Federal preemption of state law. On a related but separate point, dueling federal and state laws often overlap in the regulation of energy infrastructure safety or environmental protection. That overlap leaves the courts with the ultimate task of deciding whether state law can block a project that federal law authorizes.
Congress often enacts statutes that give federal law preemptive effect, but even clear statutes may give rise to lengthy litigation. The Natural Gas Act’s implied preemption of state law required decades of litigation to establish. The Energy Policy Act of 2005 expressly provided that federal law would trump state law in the approval or disapproval of liquefied natural gas import facilities, but years of litigation still ensued in federal courts to confirm the scope of that preemptive authority. Any federal plan intended to quickly build renewable energy infrastructure must either decide the preemption question clearly and broadly or risk years of delay while the question works its way through the courts.
Balancing energy development and environmental protection.
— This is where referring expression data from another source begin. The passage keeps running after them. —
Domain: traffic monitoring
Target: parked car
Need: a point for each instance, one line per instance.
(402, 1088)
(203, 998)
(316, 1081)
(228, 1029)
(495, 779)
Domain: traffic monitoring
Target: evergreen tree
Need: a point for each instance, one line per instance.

The various environmental statutes regulating energy projects tend to be written in broad terms that, while originally intended to be administered prudently, can be transformed into rigid, imprudent barriers against sound projects. If renewable energy infrastructure development is a federal priority, then Congress should prevent environmental laws from barring projects even when their social benefit far outweighs the minimal social cost.
One possible solution would be to vest the federal decisionmaker with authority to waive the operation of a federal environmental law in extraordinary circumstances. Such provisions are not novel; Congress included a discretionary waiver of obstructive federal laws in the REAL ID Act’s mandate for the building of a southern border fence, and it has included similar provisions elsewhere. But any waiver would need to be constructed carefully, to limit its application to extraordinary cases.
Expedited judicial review. After surviving years of federal regulatory review, an approved project faces still more years of judicial review, absent a federal statute requiring expedited review. Jurisdiction to hear appeals involving renewable energy projects should be assigned to the federal courts of appeals—bypassing the lower federal district courts—with instructions to expedite those cases. Furthermore, Congress should consider assigning exclusive jurisdiction over such cases to the U.S. Court of Appeals for the D.C. Circuit—a well-respected, comparatively expert body of judges that regularly hears many cases involving energy and environmental regulation.
None of this is to say that the nation must promote clean energy alternatives. The costs of that transition would be immense. But if Congress and the president continue to spend substantial sums in support of utility-scale renewable power projects, then regulatory reform is necessary to ensure that those expenditures amount to more than a full-employment fund for lawyers, activists, and bureaucrats.
Adam J. White is a lawyer in Washington, D.C.